It's Memorial Day Tomorrow
Have Your Fun in the Sun. Eat a Burger If That's Your Thing. Don't Forget What Memorial Day Is and What It Means.
(I’m going to ahead and drop a link to a speech/article written by Tom Cotton, formerly of the US Army and currently serving as the junior senator for Arkansas. I won’t be quoting from or commenting on the article as I don’t feel that I’ve earned the right to do so. You should read it anyway and I don’t care what your politics are. You’ll notice that I didn’t mention his party. That was intentional. )
Tomorrow is Memorial Day. For most people that means carnivals, parades and cookouts, with maybe a drink or two tossed in. It’s the last day of a three day weekend. Everyone is in a good mood. We’ll all applaud our soldiers as well as any others that march by. That’s a good thing. But it’s not really what Memorial Day is.
Memorial Day is a day to remember the war dead of the United States. It’s supposed to be a day of mourning. It’s supposed to be a day when you visit a graveyard and pay some respects. It’s a day when you should find that gold star family (and how many Americans even remember what those are, I wonder.) and ask them if there is anything they need. It’s a day when you should rightly feel melancholy.
I could go over the numbers. Here are some from the USA Today:
World War I: 116,516.
World War II: 405,399.
Korean War: 36,574.
Vietnam War: 58,220.
Persian Gulf War: 382.
Iraq-Related Operations: 4,605.
Afghanistan-Related Operations: 2,459
And that’s just since World War I and leaves out the losses of the American Civil War which, for quite awhile held the dubious title of killing more Americans than all other wars combined. (That is no longer the case but it is still, thankfully, the war in which the most Americans lost their lives.) Even the numbers though, don’t tell the story.
I don’t know if Hillary Clinton was the first one to say this, but it has become popular among feminists to claim that women are the primary victims of where because they lose their brothers and their husbands. I’m not denying that it’s hard for them or that they have made a tough sacrifice. The fact remains that the vast majority of those lost were American fighting men and they, along with their brothers in arms who came back with wounds both physical and mental, are the primary victims in war.

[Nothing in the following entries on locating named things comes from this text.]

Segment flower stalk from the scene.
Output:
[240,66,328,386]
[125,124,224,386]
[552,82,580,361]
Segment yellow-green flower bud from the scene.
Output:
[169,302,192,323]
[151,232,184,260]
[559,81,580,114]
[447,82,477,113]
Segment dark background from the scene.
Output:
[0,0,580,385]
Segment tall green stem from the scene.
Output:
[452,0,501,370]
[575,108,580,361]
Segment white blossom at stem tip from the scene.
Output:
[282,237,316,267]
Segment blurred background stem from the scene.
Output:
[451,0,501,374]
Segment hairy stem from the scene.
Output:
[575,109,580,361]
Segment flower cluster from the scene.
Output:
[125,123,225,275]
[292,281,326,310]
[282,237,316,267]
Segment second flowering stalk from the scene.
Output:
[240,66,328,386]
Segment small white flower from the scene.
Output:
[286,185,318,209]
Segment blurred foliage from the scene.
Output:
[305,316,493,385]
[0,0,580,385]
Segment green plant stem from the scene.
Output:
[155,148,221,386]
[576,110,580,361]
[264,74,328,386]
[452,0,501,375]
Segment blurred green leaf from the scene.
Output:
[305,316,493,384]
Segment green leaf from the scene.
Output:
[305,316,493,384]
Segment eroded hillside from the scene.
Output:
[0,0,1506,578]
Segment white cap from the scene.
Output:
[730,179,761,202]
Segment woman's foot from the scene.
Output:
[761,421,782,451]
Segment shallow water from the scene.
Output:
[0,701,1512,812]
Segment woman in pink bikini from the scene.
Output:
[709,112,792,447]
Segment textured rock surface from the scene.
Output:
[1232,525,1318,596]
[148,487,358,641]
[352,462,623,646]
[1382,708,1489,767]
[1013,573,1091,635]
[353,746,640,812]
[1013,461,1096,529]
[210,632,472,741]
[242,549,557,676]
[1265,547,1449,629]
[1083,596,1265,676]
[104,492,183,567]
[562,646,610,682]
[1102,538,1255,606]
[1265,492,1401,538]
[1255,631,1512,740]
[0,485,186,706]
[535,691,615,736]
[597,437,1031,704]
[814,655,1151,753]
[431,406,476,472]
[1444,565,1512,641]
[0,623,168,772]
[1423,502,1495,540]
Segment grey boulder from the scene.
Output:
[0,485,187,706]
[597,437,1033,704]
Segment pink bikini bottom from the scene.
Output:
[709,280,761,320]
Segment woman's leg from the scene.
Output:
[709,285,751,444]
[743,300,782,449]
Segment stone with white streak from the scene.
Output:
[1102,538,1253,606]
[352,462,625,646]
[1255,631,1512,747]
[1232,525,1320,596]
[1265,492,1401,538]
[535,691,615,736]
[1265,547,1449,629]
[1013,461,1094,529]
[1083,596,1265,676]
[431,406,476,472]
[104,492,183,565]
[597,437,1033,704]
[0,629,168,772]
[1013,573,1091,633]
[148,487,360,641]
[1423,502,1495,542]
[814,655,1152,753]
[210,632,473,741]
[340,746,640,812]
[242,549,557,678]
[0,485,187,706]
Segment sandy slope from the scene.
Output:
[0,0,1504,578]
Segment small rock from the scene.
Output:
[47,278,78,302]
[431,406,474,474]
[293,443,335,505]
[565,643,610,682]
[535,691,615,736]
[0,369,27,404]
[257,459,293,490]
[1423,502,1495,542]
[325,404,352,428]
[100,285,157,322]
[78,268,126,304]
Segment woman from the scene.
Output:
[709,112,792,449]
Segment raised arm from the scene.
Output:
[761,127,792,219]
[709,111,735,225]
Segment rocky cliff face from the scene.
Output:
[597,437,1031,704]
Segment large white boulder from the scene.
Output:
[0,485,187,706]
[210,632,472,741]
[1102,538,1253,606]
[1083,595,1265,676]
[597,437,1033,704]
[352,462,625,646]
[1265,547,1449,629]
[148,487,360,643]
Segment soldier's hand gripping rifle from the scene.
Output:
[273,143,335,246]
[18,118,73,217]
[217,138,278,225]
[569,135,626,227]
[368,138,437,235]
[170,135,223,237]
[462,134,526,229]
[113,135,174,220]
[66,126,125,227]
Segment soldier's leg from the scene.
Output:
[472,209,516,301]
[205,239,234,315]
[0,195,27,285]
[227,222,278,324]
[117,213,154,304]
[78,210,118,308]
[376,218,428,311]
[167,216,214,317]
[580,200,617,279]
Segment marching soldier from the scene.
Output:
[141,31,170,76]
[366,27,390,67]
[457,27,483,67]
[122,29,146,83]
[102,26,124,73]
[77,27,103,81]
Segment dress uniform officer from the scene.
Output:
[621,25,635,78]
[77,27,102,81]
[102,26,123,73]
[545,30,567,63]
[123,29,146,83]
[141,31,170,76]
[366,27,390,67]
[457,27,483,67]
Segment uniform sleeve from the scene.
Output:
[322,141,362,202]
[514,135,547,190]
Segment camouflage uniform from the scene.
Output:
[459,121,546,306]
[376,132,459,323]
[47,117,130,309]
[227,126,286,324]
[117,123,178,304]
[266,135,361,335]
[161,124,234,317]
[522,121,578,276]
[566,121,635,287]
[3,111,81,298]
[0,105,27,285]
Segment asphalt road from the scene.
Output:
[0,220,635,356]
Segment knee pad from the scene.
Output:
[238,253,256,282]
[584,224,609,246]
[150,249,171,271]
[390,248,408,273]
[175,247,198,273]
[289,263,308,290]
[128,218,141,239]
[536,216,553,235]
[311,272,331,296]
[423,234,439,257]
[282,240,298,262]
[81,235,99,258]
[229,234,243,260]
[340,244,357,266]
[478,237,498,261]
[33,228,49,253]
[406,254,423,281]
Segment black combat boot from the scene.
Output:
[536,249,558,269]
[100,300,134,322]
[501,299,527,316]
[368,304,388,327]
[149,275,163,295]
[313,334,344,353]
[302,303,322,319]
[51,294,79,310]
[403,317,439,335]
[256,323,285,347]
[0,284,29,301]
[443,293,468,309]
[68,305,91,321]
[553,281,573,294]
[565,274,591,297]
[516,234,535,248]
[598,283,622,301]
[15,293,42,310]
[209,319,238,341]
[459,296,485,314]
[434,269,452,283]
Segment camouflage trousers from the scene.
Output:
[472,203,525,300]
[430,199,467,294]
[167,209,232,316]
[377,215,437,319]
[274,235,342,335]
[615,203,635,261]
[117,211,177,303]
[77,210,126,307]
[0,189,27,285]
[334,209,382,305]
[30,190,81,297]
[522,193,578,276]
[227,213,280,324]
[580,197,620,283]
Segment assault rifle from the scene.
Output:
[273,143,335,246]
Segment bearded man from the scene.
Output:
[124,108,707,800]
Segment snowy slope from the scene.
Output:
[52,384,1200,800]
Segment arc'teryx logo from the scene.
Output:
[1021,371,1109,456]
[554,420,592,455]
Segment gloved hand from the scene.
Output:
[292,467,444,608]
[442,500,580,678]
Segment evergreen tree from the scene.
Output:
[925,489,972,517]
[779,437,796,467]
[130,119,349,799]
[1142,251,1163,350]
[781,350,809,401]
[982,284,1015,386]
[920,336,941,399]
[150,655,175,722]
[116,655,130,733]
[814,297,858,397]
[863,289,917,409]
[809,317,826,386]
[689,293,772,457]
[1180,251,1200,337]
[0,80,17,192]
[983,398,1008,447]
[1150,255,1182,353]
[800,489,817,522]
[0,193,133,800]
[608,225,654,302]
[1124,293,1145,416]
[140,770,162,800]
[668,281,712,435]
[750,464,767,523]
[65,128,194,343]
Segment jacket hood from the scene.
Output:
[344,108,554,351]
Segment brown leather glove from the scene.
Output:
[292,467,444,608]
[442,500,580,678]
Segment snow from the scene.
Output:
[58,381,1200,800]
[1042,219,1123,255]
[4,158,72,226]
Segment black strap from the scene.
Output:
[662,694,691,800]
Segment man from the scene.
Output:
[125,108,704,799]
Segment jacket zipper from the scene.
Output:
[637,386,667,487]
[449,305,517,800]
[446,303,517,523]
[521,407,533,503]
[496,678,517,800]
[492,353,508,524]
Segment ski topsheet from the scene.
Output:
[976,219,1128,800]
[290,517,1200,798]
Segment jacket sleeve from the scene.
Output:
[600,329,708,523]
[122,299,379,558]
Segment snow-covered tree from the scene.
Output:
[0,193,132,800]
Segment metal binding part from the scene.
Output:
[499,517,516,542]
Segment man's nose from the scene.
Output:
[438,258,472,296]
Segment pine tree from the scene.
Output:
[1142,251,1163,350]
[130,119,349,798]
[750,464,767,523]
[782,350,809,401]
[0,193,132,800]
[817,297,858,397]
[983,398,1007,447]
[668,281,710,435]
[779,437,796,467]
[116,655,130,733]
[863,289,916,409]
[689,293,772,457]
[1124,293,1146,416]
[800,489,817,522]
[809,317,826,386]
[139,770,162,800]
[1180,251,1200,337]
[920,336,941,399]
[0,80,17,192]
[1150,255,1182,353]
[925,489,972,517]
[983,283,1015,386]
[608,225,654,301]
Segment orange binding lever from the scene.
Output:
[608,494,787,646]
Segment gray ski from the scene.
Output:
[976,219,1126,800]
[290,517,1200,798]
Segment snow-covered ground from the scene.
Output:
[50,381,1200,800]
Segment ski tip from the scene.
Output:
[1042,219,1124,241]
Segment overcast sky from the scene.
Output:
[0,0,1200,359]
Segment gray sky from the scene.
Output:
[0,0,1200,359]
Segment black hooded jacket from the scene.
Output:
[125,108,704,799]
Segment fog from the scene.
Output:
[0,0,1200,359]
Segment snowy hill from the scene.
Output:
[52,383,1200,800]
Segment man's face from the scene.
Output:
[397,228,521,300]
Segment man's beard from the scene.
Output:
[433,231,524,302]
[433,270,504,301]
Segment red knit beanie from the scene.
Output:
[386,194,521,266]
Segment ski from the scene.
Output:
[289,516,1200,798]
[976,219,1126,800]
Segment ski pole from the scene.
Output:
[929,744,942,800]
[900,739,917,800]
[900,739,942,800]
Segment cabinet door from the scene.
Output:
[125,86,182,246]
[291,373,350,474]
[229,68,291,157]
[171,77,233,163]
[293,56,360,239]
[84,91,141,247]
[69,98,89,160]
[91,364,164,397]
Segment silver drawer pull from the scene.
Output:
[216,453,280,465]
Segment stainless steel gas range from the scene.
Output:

To say that war is horrible is cliche. It’s also simplistic. The people who go to war are ordered to do so. They may have volunteered. They may not have. That is irrelevant. What matters is that someone else sent them somewhere knowing they might not come back and also knowing that both by law and by oath they were required to do as they were told. What makes the fighting man so impressive is that they know the risks and they go anyway.
I’m not saying they didn’t want to make it home. I’m not saying they didn’t plan to make it home. But, when push came to shove, they hugged their loved ones, they followed orders and they put their asses on the line in full cognizance of the possible consequences not knowing what would happen. For many of them, it was the worst.
Contrary to what some will tell you, they were warned when they enlisted. They were briefed on how to contact a member of the Judge Advocate General Corps to make out a will. They were offered a chance to purchase life insurance that would pay in the event that they were killed in combat.
And every last one of them followed their orders, did their jobs and didn’t come back. Every one of them missed the rest of their lives. Many never had the chance to get married or have kids. Many never bought their first car or owned a home.
Many others did all those things and left them behind when their lives ended in combat. There are remains of fathers in every American military cemetery. Many of them never got to see their children grow up. Some of them died before they could even meet their kids.
Some of them met their end in their first fire fight. They’re amazing enough. But imagine (unless you don’t have to) the feeling of seeing one or more of your buddies lose their lives and then having to go out into the fight again after that. Some of those guys didn’t make it back either.
Christ said “Greater man has no man than this; that he lay down his life for his friends.” (John 15:13) He’s right. And the reason a man will advance into fire is because he doesn’t want to let his buddy down. They may have enlisted because ‘Merica. They may even have sung God Bless America or The Star Spangled Banner on the way to enlist or to embark for the trip to the front. What drove them forward though, was knowing that failure to advance meant that no one was watching their buddy’s back and that, without them, their buddy might not make it back. And they got up, walked out, and went to war.
This country owes a debt to its veterans that it can never repay. It owes more to those that have passed in its service more than any of those who made it home or were never forced to fight.
Tomorrow is Memorial Day. It’s not a day about cold beers, hot sun and rah rah speeches. It is a day to remember those that took the war to the enemy and didn’t come back. It’s about those who would prefer to be sitting next to you under the American flag that you fly one or two days a year and having beers with you but can’t and will never be able to. Tomorrow is not “Happy Memorial Day.” Tomorrow is, or at least should be, a solemn day of mourning. Tomorrow is Memorial Day.
Remember those that won’t be here. Remember those that can’t. They gave their lives so you could live in peace. Remember their names. Remember their stories. Remember their sacrifices. And you enjoy that burger. They’ve earned it.